VY is making a killing in the
market...what is the real reason they are shutting it down?
Brayton
Point power plant owner denies market manipulation
Globe
Staff April 28, 2014
The
private equity firm that owns Brayton Point denied that it is closing the
Somerset power plant to manipulate the New England electricity market and
increase its profits by tens of millions of dollars, calling allegations by
consumer advocates “baseless and uniformed.”
In a
14-page filing made Friday to federal regulators, Brayton Point LLC — which is
owned by a subsidiary of the equity firm Energy Capital Partners of Short
Hills, N.J. — defended Brayton Point’s planned retirement in 2017. The company
said it made the decision after
determining that continuing to operate the 53-year-old coal-fired plant in the
face of cheap natural gas prices and increasing environmental regulations
“would result in operating risks and losses.”
“Brayton Point made an economically rational
decision and believes that anyone in such a position would have done the same,”
Brayton Point LLC said in its filing to the Federal Energy Regulatory
Commission.
Several
groups, led by the national consumer advocacy organization Public Citizen, have asked the FERC investigate
Energy Capital Partners. They allege the firm decided to retire Brayton to push
up payments to power generator by ISO New England, the grid operator,
benefitting five other plants owned by Energy Capital Partners that sell into
the New England market.
ISO
New England pays power generator to commit to providing energy in future years
so that the region has enough electricity to meet demand. ISO New England
recently paid generators an estimated $1.4 billion for promising to provide
electricity starting in mid-2017, the time at which Brayton Point is expected
to shutter.
As a
result, Public Citizen and others say, Energy Capital Partners reaped an extra
$74 million for its other plants, in Dighton and Springfield, Dayville and
Milford, Conn., and Albany, N.Y
Energy
Capital Partners bought Brayton Point and two other power plants from their
previous owner, Dominion, in 2013 for $472 million. Several weeks after closing
the deal, the equity firm announced that it would retire the Somerset facility.
“We
believe there was clear intent here of acquiring Brayton to manipulate the
market,” said Tyson Slocum, director for Public Citizen’s energy program.

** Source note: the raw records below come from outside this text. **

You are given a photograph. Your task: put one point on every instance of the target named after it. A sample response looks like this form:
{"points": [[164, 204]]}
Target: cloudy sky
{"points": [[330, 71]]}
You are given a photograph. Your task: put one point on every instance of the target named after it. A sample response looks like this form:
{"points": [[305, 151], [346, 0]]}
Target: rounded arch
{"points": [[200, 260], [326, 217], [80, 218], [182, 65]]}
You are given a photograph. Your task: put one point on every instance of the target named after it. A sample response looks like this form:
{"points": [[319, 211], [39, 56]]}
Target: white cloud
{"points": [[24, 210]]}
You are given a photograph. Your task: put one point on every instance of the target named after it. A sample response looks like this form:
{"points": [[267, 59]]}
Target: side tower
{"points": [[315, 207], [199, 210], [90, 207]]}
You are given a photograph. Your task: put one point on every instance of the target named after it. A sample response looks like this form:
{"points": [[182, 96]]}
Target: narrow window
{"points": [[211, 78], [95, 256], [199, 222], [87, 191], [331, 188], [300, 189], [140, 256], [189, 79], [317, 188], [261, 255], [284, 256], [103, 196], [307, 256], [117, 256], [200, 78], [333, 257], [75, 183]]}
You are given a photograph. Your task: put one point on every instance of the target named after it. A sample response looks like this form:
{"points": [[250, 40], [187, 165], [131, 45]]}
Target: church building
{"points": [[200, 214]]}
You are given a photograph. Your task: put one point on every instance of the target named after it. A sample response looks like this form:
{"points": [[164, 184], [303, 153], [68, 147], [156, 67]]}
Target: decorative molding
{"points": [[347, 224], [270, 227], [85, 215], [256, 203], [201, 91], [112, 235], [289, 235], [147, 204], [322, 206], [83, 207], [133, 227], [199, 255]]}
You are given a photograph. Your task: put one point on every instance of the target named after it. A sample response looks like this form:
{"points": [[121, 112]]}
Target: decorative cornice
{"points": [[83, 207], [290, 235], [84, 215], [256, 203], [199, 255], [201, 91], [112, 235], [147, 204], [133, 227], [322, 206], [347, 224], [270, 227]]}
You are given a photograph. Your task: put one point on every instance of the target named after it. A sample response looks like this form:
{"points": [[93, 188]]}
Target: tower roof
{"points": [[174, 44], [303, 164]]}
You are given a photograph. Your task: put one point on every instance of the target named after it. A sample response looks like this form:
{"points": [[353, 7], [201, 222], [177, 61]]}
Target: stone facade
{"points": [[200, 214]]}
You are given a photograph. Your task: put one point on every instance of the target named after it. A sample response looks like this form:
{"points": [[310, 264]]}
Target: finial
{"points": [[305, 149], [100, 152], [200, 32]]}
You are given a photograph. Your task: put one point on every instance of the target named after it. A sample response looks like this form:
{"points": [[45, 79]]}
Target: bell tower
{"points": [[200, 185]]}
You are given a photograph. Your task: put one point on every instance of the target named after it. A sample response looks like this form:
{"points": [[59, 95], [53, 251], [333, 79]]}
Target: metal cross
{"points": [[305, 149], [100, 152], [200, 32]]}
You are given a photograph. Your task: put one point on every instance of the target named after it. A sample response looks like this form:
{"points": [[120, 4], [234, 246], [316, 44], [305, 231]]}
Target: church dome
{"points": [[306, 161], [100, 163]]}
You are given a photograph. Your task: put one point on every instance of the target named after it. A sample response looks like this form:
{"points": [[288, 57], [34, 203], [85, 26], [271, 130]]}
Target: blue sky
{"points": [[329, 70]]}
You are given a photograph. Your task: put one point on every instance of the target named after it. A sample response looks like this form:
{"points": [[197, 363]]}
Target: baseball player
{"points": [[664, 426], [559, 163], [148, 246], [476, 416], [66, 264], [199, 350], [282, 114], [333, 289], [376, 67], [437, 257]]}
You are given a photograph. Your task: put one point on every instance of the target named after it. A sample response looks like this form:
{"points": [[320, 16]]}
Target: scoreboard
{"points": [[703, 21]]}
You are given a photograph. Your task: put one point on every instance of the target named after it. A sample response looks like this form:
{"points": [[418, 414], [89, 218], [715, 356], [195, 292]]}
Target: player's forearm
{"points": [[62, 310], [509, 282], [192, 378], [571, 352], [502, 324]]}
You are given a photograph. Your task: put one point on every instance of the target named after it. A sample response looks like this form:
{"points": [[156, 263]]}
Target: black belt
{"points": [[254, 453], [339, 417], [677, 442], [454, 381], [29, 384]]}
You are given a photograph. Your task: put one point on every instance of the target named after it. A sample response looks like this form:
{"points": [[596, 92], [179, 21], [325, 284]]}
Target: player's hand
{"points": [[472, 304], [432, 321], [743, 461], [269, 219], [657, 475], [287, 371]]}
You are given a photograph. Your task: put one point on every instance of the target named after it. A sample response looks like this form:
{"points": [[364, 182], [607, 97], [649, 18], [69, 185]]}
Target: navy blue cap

““They are telling us that five weeks after closing on a [multi-million dollar]
acquisition that included three power plants, of which Brayton Point was one,
they say, ‘Geez, we found out it’s not economical to run?’ That story on its
face is laughable.”
In its
filing, the owner of Brayton Point said the accusations leveled against it were
made because certain parties are “unhappy with the level of clearing prices”
recently paid by ISO New England to ensure power in 2017. Those prices were
much higher than the prices ISO New England paid to ensure power in 2016.
“The
Commission should refuse to entertain baseless allegations of market
manipulation,” the firm wrote.
Representatives
of ISO New England have declined to comment on the FERC case. In a press
release February, ISO New England attributed the higher prices it paid were due
to a shortfall of generating capacity needed for 2017.
The Federal Energy Regulatory Commission also
has declined to comment on the case.